La Cour était composée de :
Madame Cathy CESARO-PAUTROT, Président
Madame Béatrice MARS, Conseiller
Madame Florence TANGUY, Conseiller
qui en ont délibéré.
Greffier lors des débats : Madame Priscilla BOSIO.
Les parties ont été avisées que le prononcé de la décision aurait lieu par mise à disposition au greffe le 1er Février 2024.
Le délibéré a été prorogé au 22 Février 2024.
ARRÊT
Contradictoire,
Prononcé par mise à disposition au greffe le 22 Février 2024,
Signé par Madame Cathy CESARO-PAUTROT, Président et Mme Josiane BOMEA, greffier auquel la minute de la décision a été remise par le magistrat signataire.
***
[U] [I] a souscrit plusieurs contrats de prévoyance et d'assurance vie auprès de la CNP Assurances les 12 février 1998, 26 septembre 1998, 14 mars 2000, 25 novembre 2004 et a désigné comme bénéficiaire sa fille, Mme [X] [I] épouse [P].
Il est décédé le 30 octobre 2013.
Les 24 et 26 mars 2014, la CNP Assurances a versé deux fois la somme de 87.161,73 euros à Mme [X] [P].
Elle a tenté vainement de recouvrer amiablement cette somme et elle a délivré une mise en demeure par courrier recommandé avec accusé de réception, le 4 janvier 2017, par l'intermédiaire de la société Agir Recouvrement.

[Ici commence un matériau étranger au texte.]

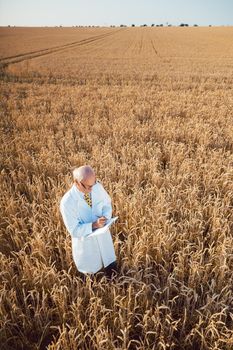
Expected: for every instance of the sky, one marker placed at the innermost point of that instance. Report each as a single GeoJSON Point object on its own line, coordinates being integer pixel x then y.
{"type": "Point", "coordinates": [115, 12]}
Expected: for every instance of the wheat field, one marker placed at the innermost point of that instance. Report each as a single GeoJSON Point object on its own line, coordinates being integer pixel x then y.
{"type": "Point", "coordinates": [151, 110]}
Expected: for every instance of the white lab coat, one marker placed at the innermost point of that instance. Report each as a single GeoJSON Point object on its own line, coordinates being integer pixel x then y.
{"type": "Point", "coordinates": [90, 254]}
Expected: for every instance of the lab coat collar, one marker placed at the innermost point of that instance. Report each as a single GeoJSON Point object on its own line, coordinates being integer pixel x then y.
{"type": "Point", "coordinates": [76, 193]}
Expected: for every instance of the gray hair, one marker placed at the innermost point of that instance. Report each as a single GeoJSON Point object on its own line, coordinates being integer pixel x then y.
{"type": "Point", "coordinates": [82, 172]}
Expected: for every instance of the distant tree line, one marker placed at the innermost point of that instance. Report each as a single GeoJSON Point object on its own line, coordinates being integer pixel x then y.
{"type": "Point", "coordinates": [132, 25]}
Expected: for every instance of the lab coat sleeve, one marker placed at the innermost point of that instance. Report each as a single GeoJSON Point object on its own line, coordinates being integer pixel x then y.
{"type": "Point", "coordinates": [72, 224]}
{"type": "Point", "coordinates": [107, 207]}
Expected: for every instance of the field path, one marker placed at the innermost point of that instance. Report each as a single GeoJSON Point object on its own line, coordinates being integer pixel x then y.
{"type": "Point", "coordinates": [33, 54]}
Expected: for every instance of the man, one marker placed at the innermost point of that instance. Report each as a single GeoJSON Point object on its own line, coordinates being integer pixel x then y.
{"type": "Point", "coordinates": [85, 207]}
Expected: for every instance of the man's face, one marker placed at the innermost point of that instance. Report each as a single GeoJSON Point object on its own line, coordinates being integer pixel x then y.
{"type": "Point", "coordinates": [87, 184]}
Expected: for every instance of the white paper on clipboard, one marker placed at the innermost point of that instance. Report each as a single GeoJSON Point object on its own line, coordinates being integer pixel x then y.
{"type": "Point", "coordinates": [101, 230]}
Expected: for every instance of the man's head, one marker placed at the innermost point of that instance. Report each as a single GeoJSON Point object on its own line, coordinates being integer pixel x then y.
{"type": "Point", "coordinates": [84, 178]}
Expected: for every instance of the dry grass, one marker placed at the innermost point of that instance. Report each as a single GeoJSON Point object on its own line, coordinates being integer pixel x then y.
{"type": "Point", "coordinates": [151, 110]}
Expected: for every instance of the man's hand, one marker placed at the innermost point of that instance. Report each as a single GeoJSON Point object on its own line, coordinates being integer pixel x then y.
{"type": "Point", "coordinates": [99, 223]}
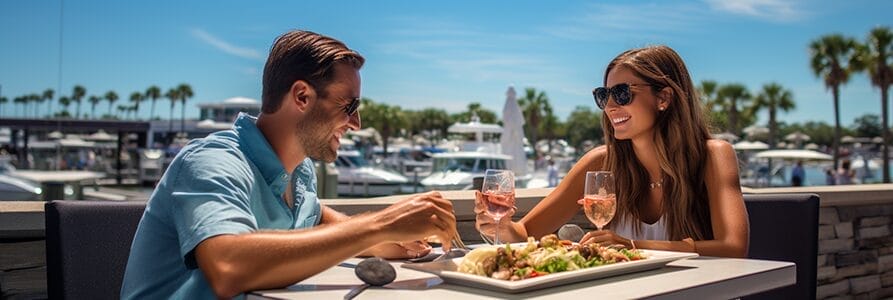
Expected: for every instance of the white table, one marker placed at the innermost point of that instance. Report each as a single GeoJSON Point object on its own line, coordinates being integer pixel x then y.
{"type": "Point", "coordinates": [698, 278]}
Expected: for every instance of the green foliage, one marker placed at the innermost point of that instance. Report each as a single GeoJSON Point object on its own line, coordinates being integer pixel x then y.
{"type": "Point", "coordinates": [867, 125]}
{"type": "Point", "coordinates": [584, 124]}
{"type": "Point", "coordinates": [485, 115]}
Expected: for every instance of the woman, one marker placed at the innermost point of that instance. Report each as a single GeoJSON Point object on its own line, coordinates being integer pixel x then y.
{"type": "Point", "coordinates": [677, 188]}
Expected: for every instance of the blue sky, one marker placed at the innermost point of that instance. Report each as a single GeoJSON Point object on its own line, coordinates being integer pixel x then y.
{"type": "Point", "coordinates": [419, 54]}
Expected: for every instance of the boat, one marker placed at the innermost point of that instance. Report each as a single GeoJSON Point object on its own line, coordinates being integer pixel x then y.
{"type": "Point", "coordinates": [478, 152]}
{"type": "Point", "coordinates": [356, 177]}
{"type": "Point", "coordinates": [457, 170]}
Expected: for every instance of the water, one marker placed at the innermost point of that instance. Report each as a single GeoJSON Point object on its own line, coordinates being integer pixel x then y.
{"type": "Point", "coordinates": [815, 175]}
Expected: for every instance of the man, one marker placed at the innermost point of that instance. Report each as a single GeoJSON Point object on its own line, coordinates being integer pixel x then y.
{"type": "Point", "coordinates": [238, 211]}
{"type": "Point", "coordinates": [798, 174]}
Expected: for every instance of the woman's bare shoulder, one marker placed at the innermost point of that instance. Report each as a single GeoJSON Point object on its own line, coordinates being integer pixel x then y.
{"type": "Point", "coordinates": [720, 151]}
{"type": "Point", "coordinates": [596, 156]}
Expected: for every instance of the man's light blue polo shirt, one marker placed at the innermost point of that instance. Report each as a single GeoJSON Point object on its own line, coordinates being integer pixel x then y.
{"type": "Point", "coordinates": [229, 182]}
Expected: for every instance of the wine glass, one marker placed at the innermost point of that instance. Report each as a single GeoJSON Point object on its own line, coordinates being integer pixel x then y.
{"type": "Point", "coordinates": [599, 198]}
{"type": "Point", "coordinates": [499, 195]}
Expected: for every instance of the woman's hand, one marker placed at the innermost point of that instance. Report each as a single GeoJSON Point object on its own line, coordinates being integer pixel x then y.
{"type": "Point", "coordinates": [399, 250]}
{"type": "Point", "coordinates": [606, 238]}
{"type": "Point", "coordinates": [484, 223]}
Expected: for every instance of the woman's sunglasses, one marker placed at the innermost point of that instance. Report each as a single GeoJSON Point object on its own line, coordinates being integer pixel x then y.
{"type": "Point", "coordinates": [352, 107]}
{"type": "Point", "coordinates": [621, 93]}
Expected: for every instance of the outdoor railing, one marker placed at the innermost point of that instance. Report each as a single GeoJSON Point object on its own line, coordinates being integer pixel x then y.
{"type": "Point", "coordinates": [855, 256]}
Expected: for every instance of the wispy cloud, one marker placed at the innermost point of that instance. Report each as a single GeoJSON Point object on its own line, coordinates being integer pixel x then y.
{"type": "Point", "coordinates": [225, 46]}
{"type": "Point", "coordinates": [468, 53]}
{"type": "Point", "coordinates": [646, 21]}
{"type": "Point", "coordinates": [773, 10]}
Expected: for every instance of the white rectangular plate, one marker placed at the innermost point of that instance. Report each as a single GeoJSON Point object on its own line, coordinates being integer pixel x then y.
{"type": "Point", "coordinates": [447, 270]}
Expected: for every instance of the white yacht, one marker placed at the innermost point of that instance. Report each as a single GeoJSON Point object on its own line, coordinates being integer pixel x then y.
{"type": "Point", "coordinates": [356, 177]}
{"type": "Point", "coordinates": [457, 170]}
{"type": "Point", "coordinates": [479, 151]}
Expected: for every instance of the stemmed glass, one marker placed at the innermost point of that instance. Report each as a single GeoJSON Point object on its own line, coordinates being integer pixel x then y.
{"type": "Point", "coordinates": [599, 198]}
{"type": "Point", "coordinates": [499, 195]}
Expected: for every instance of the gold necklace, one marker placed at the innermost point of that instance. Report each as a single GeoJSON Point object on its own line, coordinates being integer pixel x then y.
{"type": "Point", "coordinates": [658, 184]}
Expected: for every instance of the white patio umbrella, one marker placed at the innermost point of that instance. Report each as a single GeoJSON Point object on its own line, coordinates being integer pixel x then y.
{"type": "Point", "coordinates": [512, 141]}
{"type": "Point", "coordinates": [797, 137]}
{"type": "Point", "coordinates": [754, 130]}
{"type": "Point", "coordinates": [748, 145]}
{"type": "Point", "coordinates": [727, 136]}
{"type": "Point", "coordinates": [794, 154]}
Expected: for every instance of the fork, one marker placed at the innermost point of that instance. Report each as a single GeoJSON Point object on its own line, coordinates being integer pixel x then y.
{"type": "Point", "coordinates": [459, 248]}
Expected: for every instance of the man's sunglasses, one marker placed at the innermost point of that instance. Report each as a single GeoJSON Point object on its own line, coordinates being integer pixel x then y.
{"type": "Point", "coordinates": [621, 93]}
{"type": "Point", "coordinates": [352, 107]}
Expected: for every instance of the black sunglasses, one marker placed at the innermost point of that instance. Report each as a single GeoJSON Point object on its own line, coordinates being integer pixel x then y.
{"type": "Point", "coordinates": [621, 93]}
{"type": "Point", "coordinates": [352, 107]}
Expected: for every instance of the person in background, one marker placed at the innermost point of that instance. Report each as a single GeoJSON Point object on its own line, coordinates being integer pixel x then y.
{"type": "Point", "coordinates": [677, 188]}
{"type": "Point", "coordinates": [798, 174]}
{"type": "Point", "coordinates": [830, 179]}
{"type": "Point", "coordinates": [553, 173]}
{"type": "Point", "coordinates": [845, 174]}
{"type": "Point", "coordinates": [238, 211]}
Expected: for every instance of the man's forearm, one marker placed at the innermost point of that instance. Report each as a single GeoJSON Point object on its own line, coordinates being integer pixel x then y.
{"type": "Point", "coordinates": [235, 264]}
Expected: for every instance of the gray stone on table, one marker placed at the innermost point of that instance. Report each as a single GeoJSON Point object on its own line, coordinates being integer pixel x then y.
{"type": "Point", "coordinates": [835, 245]}
{"type": "Point", "coordinates": [844, 230]}
{"type": "Point", "coordinates": [874, 232]}
{"type": "Point", "coordinates": [828, 215]}
{"type": "Point", "coordinates": [826, 232]}
{"type": "Point", "coordinates": [865, 284]}
{"type": "Point", "coordinates": [827, 272]}
{"type": "Point", "coordinates": [856, 258]}
{"type": "Point", "coordinates": [832, 289]}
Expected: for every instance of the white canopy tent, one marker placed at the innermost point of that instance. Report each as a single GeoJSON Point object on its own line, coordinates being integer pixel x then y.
{"type": "Point", "coordinates": [794, 154]}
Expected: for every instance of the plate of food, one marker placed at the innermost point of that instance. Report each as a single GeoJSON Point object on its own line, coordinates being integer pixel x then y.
{"type": "Point", "coordinates": [515, 268]}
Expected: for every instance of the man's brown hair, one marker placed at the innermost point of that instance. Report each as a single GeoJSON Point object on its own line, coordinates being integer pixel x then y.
{"type": "Point", "coordinates": [303, 55]}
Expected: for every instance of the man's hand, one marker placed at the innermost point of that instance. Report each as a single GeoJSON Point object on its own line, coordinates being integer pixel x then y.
{"type": "Point", "coordinates": [484, 223]}
{"type": "Point", "coordinates": [417, 217]}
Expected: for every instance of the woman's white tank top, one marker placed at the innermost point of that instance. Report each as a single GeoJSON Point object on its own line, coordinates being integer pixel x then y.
{"type": "Point", "coordinates": [656, 231]}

Par ordonnance en date du 7 mars 2017, le tribunal d'instance de Marseille a estimé la requête en injonction de payer fondée partiellement et a enjoint Mme [X] [P] de payer la somme de 87.161,73 euros avec intérêts au taux légal à compter de la signification de la décision.
Le 27 mars 2017, Mme [X] [P] a formé opposition.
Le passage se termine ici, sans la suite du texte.